Four years on from Thamesis, the London septet return with an album that take its title from Gerard Manley-Hopkins’ invented word for the lances of sunlight that pierce a woodland canopy. Fronted as ever by German-born mezzosoprano Manuella Schuette with co-founded and producer Ged Flood providing the bulk of the instrumentation (including saz baglama, a sort of Turkish bouzouki) and the material, it is, once again, a beguiling skewed take on folk music. That said, Shivelight actually opens in fairly traditional mode with yet another version of the folk staple ‘The Cuckoo’, albeit with a strong percussive hypnotic march rhythm edge, Laurel Pardue on wailing fiddle and an eastern European flavour. It’s followed by yet another traditional recasting in ‘Queen May’, a hazed rework of the ‘Down In Yon Forest’ carol that gets a rippling electronica sheen, loops and a new refrain.
Chiming with the celebration of nature evinced in the album title, ‘Nature Waking’ stems from a period of post-trauma recovery for Flood, who takes breathily sung lead vocals, and, built around a nimble bluesy fingerpicked guitar riff and the clatteringly urgent drum rhythm, draws on a sense of heightened awareness of the natural world, taking on an almost improvisational feel as it gathers to a close. Massimi Troiano’s bass provided the spine for another environment-themed track, ‘Fishes’, written from a post-eco apocalypse perspective that’s bolstered by some further eastern colours from Pardue.
A different form of crisis informs ‘Jonny’s War’, an atmospheric, ethereal ambience enveloping the descending chords as electronics, Andrew Sleightholme’s piano and the soaring vocals address struggles with depression, the clock quite literally ticking away at the end.

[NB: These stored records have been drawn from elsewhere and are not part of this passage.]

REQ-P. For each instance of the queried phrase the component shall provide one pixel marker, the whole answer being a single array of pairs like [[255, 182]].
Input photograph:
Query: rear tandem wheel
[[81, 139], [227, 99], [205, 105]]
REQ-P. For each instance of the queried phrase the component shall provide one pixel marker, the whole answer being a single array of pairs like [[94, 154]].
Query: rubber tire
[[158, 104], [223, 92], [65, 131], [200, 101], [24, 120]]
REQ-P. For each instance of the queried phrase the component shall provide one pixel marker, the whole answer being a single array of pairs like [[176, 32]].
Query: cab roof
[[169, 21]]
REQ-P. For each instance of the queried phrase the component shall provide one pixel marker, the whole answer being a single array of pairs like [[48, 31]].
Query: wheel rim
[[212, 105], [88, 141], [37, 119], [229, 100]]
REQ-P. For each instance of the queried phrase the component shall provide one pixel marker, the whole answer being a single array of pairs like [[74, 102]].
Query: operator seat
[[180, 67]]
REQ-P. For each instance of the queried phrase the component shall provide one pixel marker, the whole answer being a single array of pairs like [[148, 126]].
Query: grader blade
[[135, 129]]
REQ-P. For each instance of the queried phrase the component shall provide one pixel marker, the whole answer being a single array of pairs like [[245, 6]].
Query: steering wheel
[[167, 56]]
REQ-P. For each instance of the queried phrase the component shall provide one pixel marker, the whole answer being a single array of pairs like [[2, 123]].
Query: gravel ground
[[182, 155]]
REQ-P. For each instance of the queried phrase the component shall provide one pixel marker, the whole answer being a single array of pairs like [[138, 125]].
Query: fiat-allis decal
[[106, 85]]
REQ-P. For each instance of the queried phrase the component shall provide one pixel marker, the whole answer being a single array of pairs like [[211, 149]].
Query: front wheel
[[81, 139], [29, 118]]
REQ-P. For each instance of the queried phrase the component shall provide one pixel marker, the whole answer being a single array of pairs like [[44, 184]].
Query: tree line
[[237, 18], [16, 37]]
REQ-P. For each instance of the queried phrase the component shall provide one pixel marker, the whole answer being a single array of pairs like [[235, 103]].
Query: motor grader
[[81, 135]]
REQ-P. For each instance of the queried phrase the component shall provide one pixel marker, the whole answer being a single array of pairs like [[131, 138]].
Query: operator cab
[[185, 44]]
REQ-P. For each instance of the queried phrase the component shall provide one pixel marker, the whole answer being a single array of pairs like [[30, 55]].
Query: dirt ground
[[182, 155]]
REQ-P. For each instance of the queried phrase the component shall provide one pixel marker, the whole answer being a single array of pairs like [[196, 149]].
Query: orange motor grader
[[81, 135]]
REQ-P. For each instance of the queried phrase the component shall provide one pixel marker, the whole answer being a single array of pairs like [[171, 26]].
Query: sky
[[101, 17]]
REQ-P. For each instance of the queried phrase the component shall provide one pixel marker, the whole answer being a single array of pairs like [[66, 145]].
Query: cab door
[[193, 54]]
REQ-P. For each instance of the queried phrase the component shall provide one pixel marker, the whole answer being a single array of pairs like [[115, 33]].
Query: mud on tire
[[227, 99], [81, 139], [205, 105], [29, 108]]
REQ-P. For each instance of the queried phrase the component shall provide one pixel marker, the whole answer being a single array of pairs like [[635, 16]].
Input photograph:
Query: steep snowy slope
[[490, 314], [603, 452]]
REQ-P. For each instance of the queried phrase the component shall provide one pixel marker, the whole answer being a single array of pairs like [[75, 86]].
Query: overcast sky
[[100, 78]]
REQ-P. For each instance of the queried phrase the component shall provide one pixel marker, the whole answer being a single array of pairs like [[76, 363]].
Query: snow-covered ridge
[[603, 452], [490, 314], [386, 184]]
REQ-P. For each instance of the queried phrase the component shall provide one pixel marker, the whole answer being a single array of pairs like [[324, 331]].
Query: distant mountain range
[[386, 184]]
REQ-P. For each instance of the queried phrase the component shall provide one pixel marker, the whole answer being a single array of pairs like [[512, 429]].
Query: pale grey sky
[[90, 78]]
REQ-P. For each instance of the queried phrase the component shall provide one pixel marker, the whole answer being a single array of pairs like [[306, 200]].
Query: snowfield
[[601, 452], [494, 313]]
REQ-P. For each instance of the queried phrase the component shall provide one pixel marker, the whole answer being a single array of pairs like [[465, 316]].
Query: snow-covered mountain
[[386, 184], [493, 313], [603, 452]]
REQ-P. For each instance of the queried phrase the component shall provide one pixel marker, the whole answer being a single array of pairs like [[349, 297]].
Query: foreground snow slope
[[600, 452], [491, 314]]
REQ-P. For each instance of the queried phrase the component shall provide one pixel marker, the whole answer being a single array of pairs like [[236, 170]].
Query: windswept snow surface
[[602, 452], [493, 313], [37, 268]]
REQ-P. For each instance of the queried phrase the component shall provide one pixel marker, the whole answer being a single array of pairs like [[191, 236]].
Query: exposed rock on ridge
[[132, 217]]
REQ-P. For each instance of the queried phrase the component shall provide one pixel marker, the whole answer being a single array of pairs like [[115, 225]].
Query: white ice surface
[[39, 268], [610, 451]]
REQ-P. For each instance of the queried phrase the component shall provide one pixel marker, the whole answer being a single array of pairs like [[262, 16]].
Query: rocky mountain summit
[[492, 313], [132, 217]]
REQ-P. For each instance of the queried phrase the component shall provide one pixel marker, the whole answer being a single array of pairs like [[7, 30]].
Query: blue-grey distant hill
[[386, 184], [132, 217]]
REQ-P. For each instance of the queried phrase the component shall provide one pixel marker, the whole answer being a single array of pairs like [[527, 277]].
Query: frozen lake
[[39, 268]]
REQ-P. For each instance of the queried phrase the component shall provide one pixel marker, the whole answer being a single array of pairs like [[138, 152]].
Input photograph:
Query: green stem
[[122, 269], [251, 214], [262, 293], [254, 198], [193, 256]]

There’s something appropriately unsettling and disturbing about ‘Jesus’ Crooked Shadow’, both in its nervy instrumentation and arrangement with its jittery Eastern European and Arabic percussive rhythmic patterns and Shuette’s operatic vocals and in lyrics which, inspired by the plight of families in children in the Middle East, talk of a “Little girl playin’ in the graveyard again…Broken souls diggin’ too many graves”, the opening “Are ô” being an African tribal chant and the chorus refrain, “Timendi causa est nescire”, taken from the Roman Stoic philosopher Seneca, translating as “Ignorance is the cause of fear”.
The second number on which Flood sings lead has another personal backdrop, the hypnotic pulsing, dark-cabaret styled ‘Three Cries’ being an account of his mother’s imprisonment in Dublin’s Mountjoy Prison for distributing ‘Free Ireland’ leaflets in O’Connell Street, the songs melding suitably enough into ‘The Auld Triangle’, a song about how jailers gained prisoners attention by jangling a triangular-shaped iron bar written by the song written by Dicky Shannon for Brendan Beehan’s 1954 play The Quare Fellow.
The musical mood return to the east for the penultimate ‘When Summers Stood Still’, Flood playing charango and Pardue’s strings sweeping across a song inspired by Flood’s memories of childhood summers but also with an eco-warning undercurrent. That also holds true of the album’s 90-second closer, “Nursery Rhyme No.9”, a breezy ditty about the bees, flowers and birds written for a pre-school ukulele class (though played here on mandolin) that bows out with the question “Wonder what will happen to the human race?“. Quite possibly promoting “mummy, what’s an extinction event” questions over the fish fingers.
Experimental and adventurous, but still hugely accessible, you really should let its rays bring illumination to your musical woodland paths.